The cholesteric (or chiral nematic) liquid crystal phase is typically composed of nematic mesogenic molecules containing a chiral center which produces intermolecular forces that favor alignment between molecules at a slight angle to one another. This leads to the formation of a structure which can be visualized as a stack of very thin 2-D nematic-like layers with the director in each layer twisted with respect to those above and below. In this structure, the directors actually form in a continuous helical pattern about the layer normal. The black arrow in the animation represents director orientation in the succession of layers along the stack.

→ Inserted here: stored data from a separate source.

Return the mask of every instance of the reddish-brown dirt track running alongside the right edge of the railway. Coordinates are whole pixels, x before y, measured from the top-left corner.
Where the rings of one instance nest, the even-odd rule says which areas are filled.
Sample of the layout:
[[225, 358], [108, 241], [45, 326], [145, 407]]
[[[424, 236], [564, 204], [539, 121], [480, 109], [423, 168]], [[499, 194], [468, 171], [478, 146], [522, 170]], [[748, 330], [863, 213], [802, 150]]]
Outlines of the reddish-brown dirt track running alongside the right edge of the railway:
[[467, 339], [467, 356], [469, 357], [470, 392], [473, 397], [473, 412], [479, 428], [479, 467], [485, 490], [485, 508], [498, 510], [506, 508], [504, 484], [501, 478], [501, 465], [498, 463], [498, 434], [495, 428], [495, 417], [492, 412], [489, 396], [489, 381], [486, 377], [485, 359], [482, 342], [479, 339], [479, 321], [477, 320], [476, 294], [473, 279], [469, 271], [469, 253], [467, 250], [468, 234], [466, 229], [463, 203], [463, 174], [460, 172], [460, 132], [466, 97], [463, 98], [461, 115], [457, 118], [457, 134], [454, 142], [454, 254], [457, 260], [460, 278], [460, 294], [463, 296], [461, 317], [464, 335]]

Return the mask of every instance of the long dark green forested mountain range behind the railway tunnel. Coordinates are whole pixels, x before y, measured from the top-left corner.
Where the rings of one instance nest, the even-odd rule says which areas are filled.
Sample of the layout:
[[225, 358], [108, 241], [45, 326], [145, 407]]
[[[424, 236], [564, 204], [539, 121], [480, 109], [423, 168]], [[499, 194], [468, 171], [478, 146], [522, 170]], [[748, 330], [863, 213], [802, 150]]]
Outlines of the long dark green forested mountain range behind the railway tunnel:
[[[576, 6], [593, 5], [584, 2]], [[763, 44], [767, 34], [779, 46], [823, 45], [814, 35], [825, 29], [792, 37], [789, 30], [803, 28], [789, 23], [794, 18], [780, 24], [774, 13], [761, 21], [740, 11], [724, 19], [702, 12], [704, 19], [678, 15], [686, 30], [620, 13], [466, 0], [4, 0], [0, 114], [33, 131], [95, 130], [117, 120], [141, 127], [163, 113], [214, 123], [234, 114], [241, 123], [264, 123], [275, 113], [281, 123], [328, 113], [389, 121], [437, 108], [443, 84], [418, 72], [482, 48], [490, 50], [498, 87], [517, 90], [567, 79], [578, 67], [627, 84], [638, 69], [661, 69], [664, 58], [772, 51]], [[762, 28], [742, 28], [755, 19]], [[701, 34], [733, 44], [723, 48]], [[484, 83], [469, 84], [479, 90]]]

The molecules shown are merely representations of the many chiral nematic mesogens lying in the slabs of infinitesimal thickness with a distribution of orientation around the director. This is not to be confused with the planar arrangement found in smectic mesophases.

An important characteristic of the cholesteric mesophase is the pitch. The pitch, p, is defined as the distance it takes for the director to rotate one full turn in the helix as illustrated in the above animation. A byproduct of the helical structure of the chiral nematic phase, is its ability to selectively reflect light of wavelengths equal to the pitch length, so that a color will be reflected when the pitch is equal to the corresponding wavelength of light in the visible spectrum. The effect is based on the temperature dependence of the gradual change in director orientation between successive layers, which modifies the pitch length resulting in an alteration of the wavelength of reflected light according to the temperature. The angle at which the director changes can be made larger, and thus tighten the pitch, by increasing the temperature of the molecules, hence giving them more thermal energy. Similarly, decreasing the temperature of the molecules increases the pitch length of the chiral nematic liquid crystal. This makes it possible to build a liquid crystal thermometer that displays the temperature of its environment by the reflected color. Mixtures of various types of these liquid crystals are often used to create sensors with a wide variety of responses to temperature change. Such sensors are used for thermometers often in the form of heat sensitive films to detect flaws in circuit board connections, fluid flow patterns, condition of batteries, the presence of radiation, or in novelties such as "mood" rings.

In the fabrication of films, since putting chiral nematic liquid crystals directly on a black background would lead to degradation and perhaps contamination, the crystals are micro-encapsulated into particles of very small dimensions. The particles are then treated with a binding material that will contract upon curing so as to flatten the  microcapsules and produce the best alignment for brighter colors. An application of a class of chiral nematic liquid crystals which are less temperature sensitive is to create materials such as clothing, dolls, inks and paints.

The wavelength of the reflected light can also be controlled by adjusting the chemical composition, since cholesterics can either consist of exclusively chiral molecules or of nematic molecules with a chiral dopant dispersed throughout. In this case, the dopant concentration is used to adjust the chirality and thus the pitch.